Hi Jens,

> On 3 Oct 2019, at 20:04, Jens Alfke via Cocoa-dev <cocoa-dev@lists.apple.com> 
> wrote:
> 
> The people I hear complaining about this are those who, like you, didn't move 
> to Cocoa. Carbon was a _temporary_ transition API*. 

It wasn’t clear to us (outside Apple) that Carbon was a temporary API until 
2007, when Apple suddenly abandoned 64-bit Carbon.

That might have been a good decision from Apple’s perspective, but we found it 
was extremely difficult to convert a large Carbon (C++) program into a Cocoa 
(C++ / ObjC) program. We attempted to do this (starting in 2007) and we failed. 
There were various reasons for this failure - but in the end (starting in 2017) 
we decided to do a complete rewrite using Cocoa and Swift.

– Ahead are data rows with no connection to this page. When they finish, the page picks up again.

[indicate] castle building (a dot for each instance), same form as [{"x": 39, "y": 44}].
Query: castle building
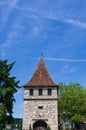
[{"x": 40, "y": 101}]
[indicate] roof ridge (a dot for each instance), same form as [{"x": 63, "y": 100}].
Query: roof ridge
[{"x": 41, "y": 76}]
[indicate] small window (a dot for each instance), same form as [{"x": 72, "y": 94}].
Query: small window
[
  {"x": 31, "y": 92},
  {"x": 49, "y": 92},
  {"x": 40, "y": 107},
  {"x": 40, "y": 92}
]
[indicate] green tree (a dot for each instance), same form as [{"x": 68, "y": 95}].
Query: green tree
[
  {"x": 8, "y": 86},
  {"x": 48, "y": 127},
  {"x": 72, "y": 102},
  {"x": 30, "y": 128}
]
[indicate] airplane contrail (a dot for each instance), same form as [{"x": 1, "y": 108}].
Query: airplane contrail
[{"x": 63, "y": 59}]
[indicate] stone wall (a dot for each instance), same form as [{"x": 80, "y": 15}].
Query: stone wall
[{"x": 40, "y": 108}]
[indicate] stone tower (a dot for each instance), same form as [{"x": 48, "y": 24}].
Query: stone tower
[{"x": 40, "y": 101}]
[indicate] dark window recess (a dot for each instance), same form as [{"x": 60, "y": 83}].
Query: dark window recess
[
  {"x": 40, "y": 92},
  {"x": 31, "y": 91},
  {"x": 49, "y": 92},
  {"x": 40, "y": 107}
]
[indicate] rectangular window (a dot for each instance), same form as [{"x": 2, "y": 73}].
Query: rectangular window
[
  {"x": 49, "y": 92},
  {"x": 40, "y": 92},
  {"x": 31, "y": 92}
]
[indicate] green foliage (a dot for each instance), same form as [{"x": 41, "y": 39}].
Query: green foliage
[
  {"x": 48, "y": 128},
  {"x": 72, "y": 102},
  {"x": 8, "y": 86}
]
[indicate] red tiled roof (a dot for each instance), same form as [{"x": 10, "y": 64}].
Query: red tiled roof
[{"x": 41, "y": 76}]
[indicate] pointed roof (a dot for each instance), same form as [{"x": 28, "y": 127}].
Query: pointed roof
[{"x": 41, "y": 76}]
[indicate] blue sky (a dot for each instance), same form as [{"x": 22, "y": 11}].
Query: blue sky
[{"x": 58, "y": 27}]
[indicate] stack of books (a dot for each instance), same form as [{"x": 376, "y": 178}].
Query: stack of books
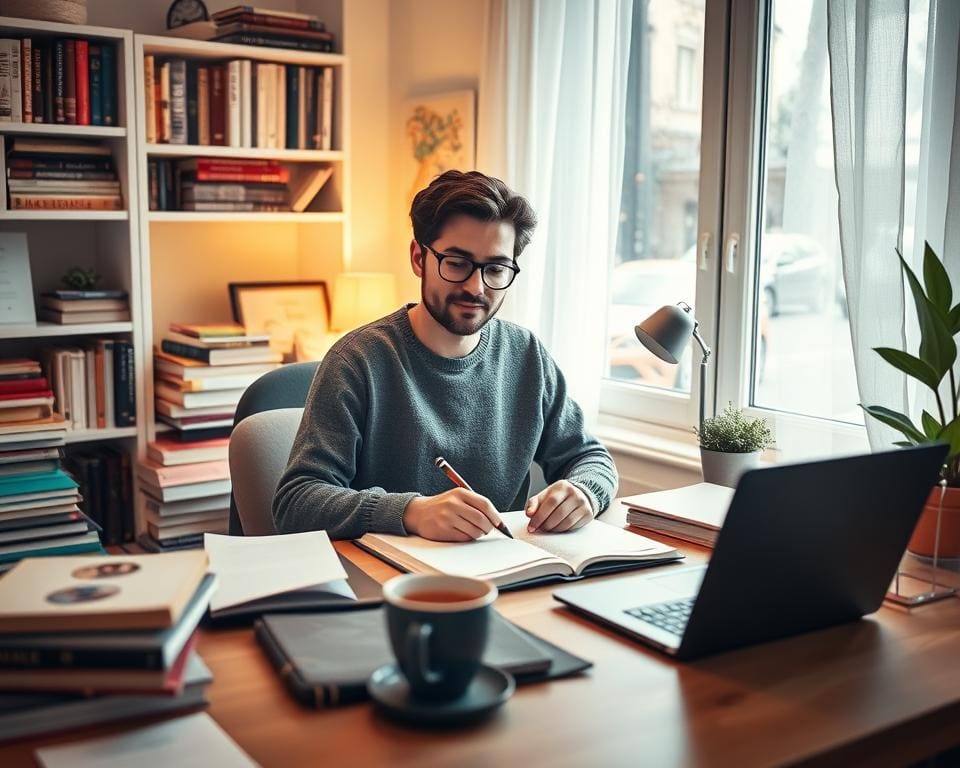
[
  {"x": 86, "y": 640},
  {"x": 73, "y": 306},
  {"x": 246, "y": 25},
  {"x": 39, "y": 512},
  {"x": 67, "y": 80},
  {"x": 61, "y": 174},
  {"x": 104, "y": 474},
  {"x": 183, "y": 518},
  {"x": 94, "y": 385},
  {"x": 201, "y": 372},
  {"x": 239, "y": 103}
]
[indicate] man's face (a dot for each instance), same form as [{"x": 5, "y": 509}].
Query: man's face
[{"x": 464, "y": 308}]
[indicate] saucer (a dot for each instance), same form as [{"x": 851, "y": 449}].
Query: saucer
[{"x": 391, "y": 693}]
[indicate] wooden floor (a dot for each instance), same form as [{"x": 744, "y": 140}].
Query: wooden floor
[{"x": 882, "y": 691}]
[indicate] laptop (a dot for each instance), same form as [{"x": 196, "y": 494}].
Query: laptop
[{"x": 803, "y": 546}]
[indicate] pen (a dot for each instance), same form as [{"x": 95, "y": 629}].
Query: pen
[{"x": 442, "y": 464}]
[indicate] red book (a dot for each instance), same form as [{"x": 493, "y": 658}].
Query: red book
[
  {"x": 83, "y": 82},
  {"x": 23, "y": 385},
  {"x": 70, "y": 81},
  {"x": 218, "y": 105}
]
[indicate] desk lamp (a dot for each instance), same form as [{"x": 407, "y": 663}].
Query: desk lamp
[{"x": 666, "y": 333}]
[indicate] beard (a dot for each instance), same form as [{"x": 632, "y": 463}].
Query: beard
[{"x": 443, "y": 311}]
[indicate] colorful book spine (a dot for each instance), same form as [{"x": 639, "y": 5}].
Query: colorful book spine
[
  {"x": 109, "y": 66},
  {"x": 26, "y": 62},
  {"x": 83, "y": 82},
  {"x": 70, "y": 81},
  {"x": 96, "y": 84},
  {"x": 16, "y": 82},
  {"x": 36, "y": 77}
]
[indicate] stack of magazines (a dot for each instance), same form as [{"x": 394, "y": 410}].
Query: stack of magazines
[{"x": 87, "y": 640}]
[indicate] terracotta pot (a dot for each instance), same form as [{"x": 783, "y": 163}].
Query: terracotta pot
[{"x": 924, "y": 535}]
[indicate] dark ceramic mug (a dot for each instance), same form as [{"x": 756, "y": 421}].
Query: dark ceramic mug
[{"x": 438, "y": 627}]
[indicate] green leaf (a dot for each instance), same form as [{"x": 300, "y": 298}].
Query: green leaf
[
  {"x": 937, "y": 347},
  {"x": 910, "y": 365},
  {"x": 953, "y": 320},
  {"x": 951, "y": 434},
  {"x": 896, "y": 420},
  {"x": 931, "y": 427},
  {"x": 936, "y": 280}
]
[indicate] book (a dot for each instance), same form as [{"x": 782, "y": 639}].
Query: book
[
  {"x": 162, "y": 476},
  {"x": 310, "y": 184},
  {"x": 31, "y": 714},
  {"x": 100, "y": 680},
  {"x": 148, "y": 650},
  {"x": 171, "y": 453},
  {"x": 597, "y": 547},
  {"x": 256, "y": 354},
  {"x": 131, "y": 592},
  {"x": 326, "y": 659},
  {"x": 693, "y": 513}
]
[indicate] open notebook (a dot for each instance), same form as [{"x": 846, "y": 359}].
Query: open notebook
[{"x": 528, "y": 558}]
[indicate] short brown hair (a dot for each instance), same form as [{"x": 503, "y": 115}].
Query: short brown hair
[{"x": 471, "y": 194}]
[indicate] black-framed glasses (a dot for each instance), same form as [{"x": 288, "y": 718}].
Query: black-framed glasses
[{"x": 457, "y": 269}]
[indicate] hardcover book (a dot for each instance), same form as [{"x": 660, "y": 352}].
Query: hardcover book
[
  {"x": 129, "y": 592},
  {"x": 527, "y": 558}
]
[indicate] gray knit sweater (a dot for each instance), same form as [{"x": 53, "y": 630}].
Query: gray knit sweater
[{"x": 382, "y": 407}]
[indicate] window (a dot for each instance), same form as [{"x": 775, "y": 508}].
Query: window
[{"x": 733, "y": 209}]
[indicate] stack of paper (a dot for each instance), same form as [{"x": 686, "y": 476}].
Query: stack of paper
[{"x": 693, "y": 513}]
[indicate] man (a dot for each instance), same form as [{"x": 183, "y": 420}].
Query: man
[{"x": 443, "y": 378}]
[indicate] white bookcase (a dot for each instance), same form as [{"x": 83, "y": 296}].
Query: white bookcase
[
  {"x": 187, "y": 259},
  {"x": 108, "y": 241}
]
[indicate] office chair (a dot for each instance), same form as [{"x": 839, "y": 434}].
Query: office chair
[
  {"x": 283, "y": 388},
  {"x": 266, "y": 423}
]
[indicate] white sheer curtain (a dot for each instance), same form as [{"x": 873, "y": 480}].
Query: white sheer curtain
[
  {"x": 868, "y": 44},
  {"x": 551, "y": 125}
]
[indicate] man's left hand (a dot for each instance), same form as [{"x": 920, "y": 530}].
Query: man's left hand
[{"x": 558, "y": 508}]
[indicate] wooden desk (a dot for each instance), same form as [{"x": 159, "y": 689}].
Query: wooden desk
[{"x": 883, "y": 691}]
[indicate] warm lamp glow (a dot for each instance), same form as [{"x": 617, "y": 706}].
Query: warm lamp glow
[{"x": 361, "y": 297}]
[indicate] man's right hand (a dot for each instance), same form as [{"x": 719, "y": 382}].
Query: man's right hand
[{"x": 455, "y": 515}]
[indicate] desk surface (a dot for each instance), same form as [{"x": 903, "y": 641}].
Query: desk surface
[{"x": 887, "y": 688}]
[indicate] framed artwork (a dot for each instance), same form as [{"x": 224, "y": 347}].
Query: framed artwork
[
  {"x": 441, "y": 136},
  {"x": 295, "y": 314}
]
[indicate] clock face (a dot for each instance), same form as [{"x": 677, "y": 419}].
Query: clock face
[{"x": 186, "y": 11}]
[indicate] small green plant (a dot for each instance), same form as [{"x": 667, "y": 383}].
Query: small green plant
[
  {"x": 80, "y": 278},
  {"x": 939, "y": 322},
  {"x": 732, "y": 432}
]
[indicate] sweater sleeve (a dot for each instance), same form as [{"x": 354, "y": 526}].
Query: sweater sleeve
[
  {"x": 314, "y": 491},
  {"x": 566, "y": 451}
]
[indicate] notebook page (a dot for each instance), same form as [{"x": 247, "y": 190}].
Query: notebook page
[
  {"x": 594, "y": 542},
  {"x": 490, "y": 556}
]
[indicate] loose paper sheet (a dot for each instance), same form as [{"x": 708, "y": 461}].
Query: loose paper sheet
[{"x": 253, "y": 567}]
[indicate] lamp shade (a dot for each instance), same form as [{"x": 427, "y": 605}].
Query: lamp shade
[
  {"x": 667, "y": 331},
  {"x": 362, "y": 297}
]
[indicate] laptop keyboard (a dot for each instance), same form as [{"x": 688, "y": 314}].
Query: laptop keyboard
[{"x": 671, "y": 617}]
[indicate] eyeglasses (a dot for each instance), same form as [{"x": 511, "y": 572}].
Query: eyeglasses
[{"x": 457, "y": 269}]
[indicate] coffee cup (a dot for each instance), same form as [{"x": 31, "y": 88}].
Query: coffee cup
[{"x": 438, "y": 627}]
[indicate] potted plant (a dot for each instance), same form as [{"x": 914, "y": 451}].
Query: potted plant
[
  {"x": 730, "y": 444},
  {"x": 939, "y": 322}
]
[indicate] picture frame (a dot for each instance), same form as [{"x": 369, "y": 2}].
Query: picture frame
[
  {"x": 294, "y": 313},
  {"x": 440, "y": 136}
]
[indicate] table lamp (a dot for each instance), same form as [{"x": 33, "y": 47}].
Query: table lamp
[
  {"x": 362, "y": 297},
  {"x": 666, "y": 333}
]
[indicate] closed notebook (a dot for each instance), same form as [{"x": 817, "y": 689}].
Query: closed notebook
[
  {"x": 527, "y": 558},
  {"x": 325, "y": 660}
]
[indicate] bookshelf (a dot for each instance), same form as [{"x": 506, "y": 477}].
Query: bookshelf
[
  {"x": 108, "y": 241},
  {"x": 188, "y": 258}
]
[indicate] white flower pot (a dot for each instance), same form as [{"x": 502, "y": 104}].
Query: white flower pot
[{"x": 725, "y": 468}]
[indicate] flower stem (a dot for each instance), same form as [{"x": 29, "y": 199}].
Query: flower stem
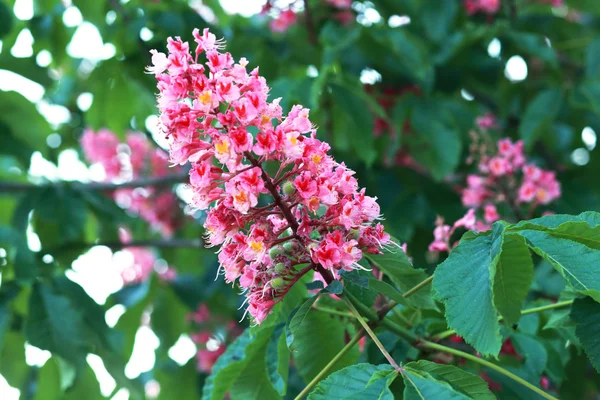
[
  {"x": 485, "y": 363},
  {"x": 367, "y": 328},
  {"x": 566, "y": 303},
  {"x": 331, "y": 364}
]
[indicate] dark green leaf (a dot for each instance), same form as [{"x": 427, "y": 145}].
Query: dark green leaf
[
  {"x": 586, "y": 314},
  {"x": 464, "y": 282}
]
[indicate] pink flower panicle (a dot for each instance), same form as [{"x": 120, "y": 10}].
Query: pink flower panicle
[
  {"x": 123, "y": 162},
  {"x": 505, "y": 178},
  {"x": 314, "y": 213},
  {"x": 212, "y": 337},
  {"x": 489, "y": 7}
]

I know there are large companies that successfully moved from Carbon to Cocoa, 
including Apple itself. iTunes and the Finder became Cocoa programs at some 
point. But I don’t think it was easy for small companies with large/complex 
programs.

Personally, I think that Cocoa is a much better framework than Carbon ever was. 
But I wish that Apple had made it easier to transition from Carbon to Cocoa.